NASA’s James Webb Space Telescope has captured two new images of the planet Jupiter, in detail as we’ve never seen before. NASA says that the observations will give scientists even more clues to Jupiter’s inner life.
The images use the Near-Infrared Camera which has three specialized infrared filters that showcase details of the planet. The photos are composites that clearly show Jupiter’s auroras at each polar end of the planet. The images also show the red spot in incredible detail. You can also see the planet’s extremely faint rings and two of its smaller moons, Amalthea (the bright spot to the far left) and Adrastea (the dot at the left edge of the central ring).
Since infrared light is invisible to the human eye, the light has been mapped onto the visible spectrum. Generally, the longest wavelengths appear redder and the shortest wavelengths are shown as more blue. Scientists collaborated with citizen scientist Judy Schmidt to translate the Webb data into images.
In the standalone view of Jupiter, created from a composite of several images from Webb, auroras extend to high altitudes above both the northern and southern poles of Jupiter. The auroras shine in a filter that is mapped to redder colours, which also highlights light reflected from lower clouds and upper hazes. A different filter, mapped to yellows and greens, shows hazes swirling around the northern and southern poles. A third filter, mapped to blues, showcases light that is reflected from a deeper main cloud.

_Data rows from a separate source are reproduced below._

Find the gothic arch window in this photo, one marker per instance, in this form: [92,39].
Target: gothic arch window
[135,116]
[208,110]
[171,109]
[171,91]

Jupiter’s red spot is actually a massive storm, bigger in size than the earth itself. It appears bright white because it’s reflecting sunlight.
“The brightness here indicates high altitude – so the Great Red Spot has high-altitude hazes, as does the equatorial region,” said Heidi Hammel, Webb interdisciplinary scientist for solar system observations and vice president for science at AURA. “The numerous bright white ‘spots’ and ‘streaks’ are likely very high-altitude cloud tops of condensed convective storms.” By contrast, dark ribbons north of the equatorial region have little cloud cover.
But data from telescopes like Webb doesn’t arrive on Earth neatly packaged. Instead, it contains information about the brightness of the light on Webb’s detectors. This information arrives at the Space Telescope Science Institute (STScI) as raw data.
STScI processes the data into calibrated files for scientific analysis. Scientists then translate that information into images like these. While a team at STScI formally processes Webb images for official release, non-professional astronomers known as citizen scientists often dive into the public data archive to retrieve and process images, too.
These images are amazingly detailed and give us so much more information about the planet Jupiter than ever before. The James Webb telescope just keeps getting better and better!